Di Qatar, pemain sepak bola Iran menahan diri untuk tidak menyanyikan lagu kebangsaan mereka sebelum pertandingan pembuka Piala Dunia. Seorang wanita meninggal dalam tahanan di Iran pada bulan September setelah ditahan karena diduga tidak menutupi rambutnya dengan benar dengan jilbab. Kematiannya memicu protes yang semakin meluas. Skuad Piala Dunia Iran tampaknya terlibat dalam pertunjukan solidaritas yang tidak terlihat tetapi terlihat dengan orang-orang yang berpartisipasi dalam protes tersebut. Oleh karena itu, rezim otoriter Iran menghadapi tantangan baru.

Secara umum, dapat dikatakan bahwa bukan demokrasi, tetapi rezim otoriter yang kini dihadapkan pada tantangan serius.

Tentu saja, ada kemungkinan bahwa rezim otoriter dapat semakin mengintensifkan represi hak asasi manusia di dalam negeri, karena mereka membelakangi tembok.

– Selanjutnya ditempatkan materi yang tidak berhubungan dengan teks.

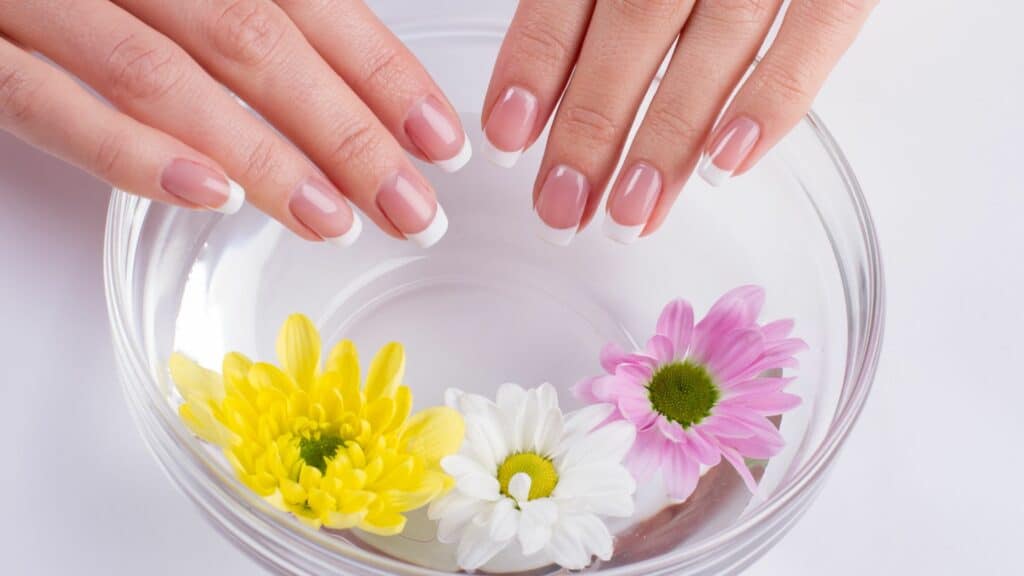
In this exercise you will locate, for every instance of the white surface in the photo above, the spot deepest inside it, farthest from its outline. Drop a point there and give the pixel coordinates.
(928, 108)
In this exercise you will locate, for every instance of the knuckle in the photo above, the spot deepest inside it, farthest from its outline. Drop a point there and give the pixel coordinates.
(107, 158)
(782, 82)
(541, 43)
(357, 142)
(18, 95)
(248, 32)
(137, 70)
(589, 124)
(647, 9)
(671, 125)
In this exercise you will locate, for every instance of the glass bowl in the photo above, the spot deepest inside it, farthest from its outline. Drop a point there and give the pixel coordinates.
(493, 303)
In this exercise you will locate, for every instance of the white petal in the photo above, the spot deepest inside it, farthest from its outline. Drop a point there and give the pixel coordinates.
(535, 525)
(478, 486)
(504, 521)
(476, 547)
(607, 444)
(519, 487)
(586, 419)
(550, 433)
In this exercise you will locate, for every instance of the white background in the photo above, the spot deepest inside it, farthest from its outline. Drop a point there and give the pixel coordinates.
(929, 106)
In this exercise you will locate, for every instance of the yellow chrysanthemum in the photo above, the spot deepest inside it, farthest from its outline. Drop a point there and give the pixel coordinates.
(315, 444)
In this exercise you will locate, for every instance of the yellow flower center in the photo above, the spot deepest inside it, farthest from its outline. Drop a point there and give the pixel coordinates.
(541, 470)
(316, 451)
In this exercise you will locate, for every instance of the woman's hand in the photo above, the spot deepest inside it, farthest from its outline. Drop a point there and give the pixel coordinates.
(599, 56)
(327, 75)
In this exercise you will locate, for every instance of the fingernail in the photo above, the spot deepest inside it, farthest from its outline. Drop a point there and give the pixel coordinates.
(201, 184)
(438, 134)
(412, 209)
(560, 204)
(509, 126)
(322, 208)
(729, 150)
(632, 202)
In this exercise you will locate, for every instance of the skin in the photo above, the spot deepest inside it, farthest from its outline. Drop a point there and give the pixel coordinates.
(335, 87)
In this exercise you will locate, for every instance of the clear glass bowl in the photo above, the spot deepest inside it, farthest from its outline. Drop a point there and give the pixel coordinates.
(493, 303)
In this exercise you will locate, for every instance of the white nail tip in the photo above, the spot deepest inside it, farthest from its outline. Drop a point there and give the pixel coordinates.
(458, 161)
(713, 174)
(236, 198)
(556, 236)
(349, 238)
(621, 233)
(500, 157)
(433, 233)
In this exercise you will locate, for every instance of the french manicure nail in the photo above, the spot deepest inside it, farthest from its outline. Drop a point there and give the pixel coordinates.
(510, 126)
(632, 202)
(438, 134)
(560, 204)
(729, 150)
(322, 208)
(412, 209)
(201, 184)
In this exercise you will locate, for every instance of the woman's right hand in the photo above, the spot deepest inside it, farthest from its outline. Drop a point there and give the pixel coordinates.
(327, 76)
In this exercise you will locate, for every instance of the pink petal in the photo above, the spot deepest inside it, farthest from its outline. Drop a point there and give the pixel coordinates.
(737, 462)
(734, 353)
(671, 430)
(646, 454)
(638, 411)
(660, 347)
(676, 324)
(778, 329)
(681, 474)
(702, 449)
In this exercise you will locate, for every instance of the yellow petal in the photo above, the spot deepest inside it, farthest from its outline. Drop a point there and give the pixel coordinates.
(299, 348)
(402, 406)
(345, 361)
(195, 382)
(386, 372)
(386, 523)
(433, 434)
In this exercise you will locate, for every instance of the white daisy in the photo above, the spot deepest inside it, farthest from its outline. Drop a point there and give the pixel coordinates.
(526, 472)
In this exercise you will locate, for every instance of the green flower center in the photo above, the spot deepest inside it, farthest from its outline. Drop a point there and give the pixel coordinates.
(542, 474)
(683, 393)
(316, 451)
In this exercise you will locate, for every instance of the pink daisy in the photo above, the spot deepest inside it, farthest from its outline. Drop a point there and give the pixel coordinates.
(699, 394)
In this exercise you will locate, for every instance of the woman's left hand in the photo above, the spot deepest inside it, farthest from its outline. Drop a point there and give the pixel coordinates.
(599, 56)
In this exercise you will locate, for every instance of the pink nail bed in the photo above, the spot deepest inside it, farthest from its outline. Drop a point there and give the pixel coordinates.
(560, 204)
(412, 209)
(731, 148)
(321, 207)
(510, 125)
(437, 133)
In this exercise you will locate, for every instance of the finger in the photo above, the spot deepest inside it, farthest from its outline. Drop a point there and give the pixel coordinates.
(386, 76)
(532, 68)
(627, 40)
(150, 78)
(717, 46)
(47, 109)
(255, 49)
(813, 37)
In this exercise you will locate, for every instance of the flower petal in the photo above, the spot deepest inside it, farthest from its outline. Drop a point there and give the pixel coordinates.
(681, 474)
(386, 371)
(476, 547)
(676, 324)
(299, 348)
(535, 524)
(433, 434)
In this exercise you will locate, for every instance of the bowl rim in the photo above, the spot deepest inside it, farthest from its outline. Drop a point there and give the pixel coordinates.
(256, 527)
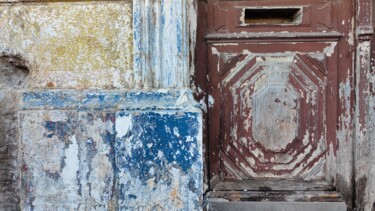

Tidak ada penanggulangan yang jelas untuk memberikan perbaikan cepat. Namun, penting untuk memperkuat dan mempertahankan dukungan bagi orang-orang yang berani mempertahankan kebebasan dan demokrasi di seluruh dunia. Paling tidak, ini adalah peran yang harus terus dimainkan oleh Jepang dan negara demokrasi stabil lainnya.